Years later, the story shifts to the present, where we meet Rony, a caterer and part-time driver living a content life with his mother and sister, Ruby. They are a close-knit family, and Ruby is in love with Rony's best friend. Although Rony initially disapproves of the relationship, he eventually agrees, and Ruby marries her love, leading to a happy family life.

Rony's life changes when he meets Jema, the daughter of his wealthy boss, at a wedding where he's working. They form a connection, and romance blossoms between them. Around the same time, Rony is asked to pick up a tourist named Chandy. However, the man he picks up turns out to be a drunk impostor, leading to a series of amusing events. Despite the mix-up, Rony decides to help the man, forging an unexpected friendship with Chandy, who turns out to be a successful businessman.

As Rony and Jema grow closer, Rony opens up about a tragic event in his past: while on her honeymoon, his sister Ruby and her husband were attacked in a jungle notorious for wild animals. Ruby survived but was left bedridden, while her husband died in the attack. Ruby's condition now requires constant care, which Rony lovingly provides.

Later, it's revealed that Chandy has a daughter, Santa, a sweet and lively young woman who quickly becomes friends with Rony. However, when Santa meets Ruby, both women are struck and Santa breaks into tears. Santa reveals to Rony that she is actually Peeli and was adopted by Chandy from an orphanage. Santa, now living a new life, recently reconnected with her brother Shiva who left her as a child. Santa also reveals to Rony that after Shiva returned to her life, he began blackmailing her. She had let him into her home, thinking he had changed, but soon realized he was a violent criminal, responsible for her sister-in-law Ruby's horrific attack. Shiva is not the caring brother she remembers but a heartless manipulator who exploits her for money, even murdering people who stand in his way.
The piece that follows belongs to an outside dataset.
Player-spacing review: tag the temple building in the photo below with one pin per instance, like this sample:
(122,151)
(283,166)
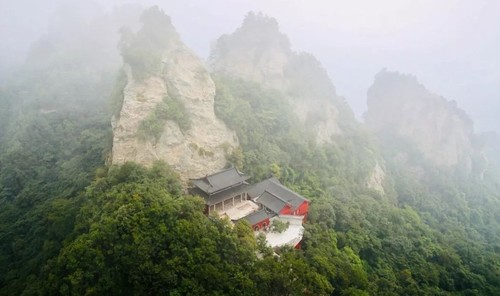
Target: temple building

Rony, determined to protect Santa, confronts Chandy, who had been unaware of Shiva's true nature. With the help of a nun who oversaw Santa's adoption, they discover that the real Shiva died years ago in an accident. The man posing as Shiva is an imposter who has infiltrated Santa's life for his own gain.

In a tense climax, Rony and Chandy rush to save Santa, who is being held captive by the fake Shiva in a jungle hideout. After a thrilling chase and a brutal fight, Rony manages to defeat Shiva and escape with Santa. Just as Shiva prepares to strike again, Chandy intervenes, hitting him with his car, seemingly ending his reign of terror.
The film concludes with Rony, Jema, and Ruby recovering from the ordeal. Ruby, having found peace after hearing the news of Shiva's death, watches a TV report that states he was killed by a wild animal, closing the case. However, in a flashback, it's revealed that Rony had actually killed Shiva with a rod and staged the scene to make it look like an animal attack. The investigating officer, aware of the truth, decides to let it go, referring to Rony as the “tiger” who brought justice to the criminal world.

In the end, Rony, Jema, and Ruby embark on a long drive, finally free from their past burdens, feeling hopeful for the future.

==Production==
Brother's Day marks the directorial and screenwriter debut of actor Kalabhavan Shajohn. It was at the sets of Oozham (2016) that Shajohn narrated the screenplay to Prithviraj. Shajohn had no plans of directing the film at that time. He asked Prithviraj to recommend anyone and Prithviraj encouraged Shajohn to direct the film himself and agreed to act provided that he direct. Produced by Listin Stephen, the film was made on a budget of ₹6 crore. Shajohn describes the film as a "family thriller".Miya, Aishwarya Lekshmi, Madonna Sebastian and Prayaga Martin plays the four female lead roles. The film marks the Malayalam film debut of actor Prasanna. Principal photography began on 16 March 2019. After a 96-day long shoot the film was wrapped in mid-July 2019. The film was shot in locations such as Pollachi, Kuttikkanam, Ernakulam, and Munnar.

==Soundtrack==

The music for the film was composed by the ensemble group 4 Music and Nadirshah. Dhanush penned and sung the Tamil song "Nenjodu Vinaa", marking his singing debut in Malayalam films. Madhu Vasudevan, B. K. Harinarayanan, Jis Joy, Nellai Jayantha were the other lyricists.

Brother's Day (Original Motion Picture Soundtrack)
| No. | Title | Lyrics | Music | Singer(s) | Length |
|---|---|---|---|---|---|
| 1. | "Nenjodu Vinaa" | Dhanush, Biby Mathew | 4 Music | Dhanush | 3:00 |
| 2. | "Chellam Chellam" | B. K. Harinarayanan | 4 Music | Abhijith Kollam | 4:38 |
| 3. | "Thalolam Thumbippennalle" | Madhu Vasudevan | 4 Music | Vijay Yesudas, Zia Ul Haq, Biby Mathew, Haritha Balakrishnan, Vrinda Shameek Ghosh, Judith Ann |  |
| 4. | "Oru Thooval" |  |  |  | 3:15 |

==Release==
Brother's Day was released in theatres worldwide on 6 September 2019, ahead of the Onam week in Kerala.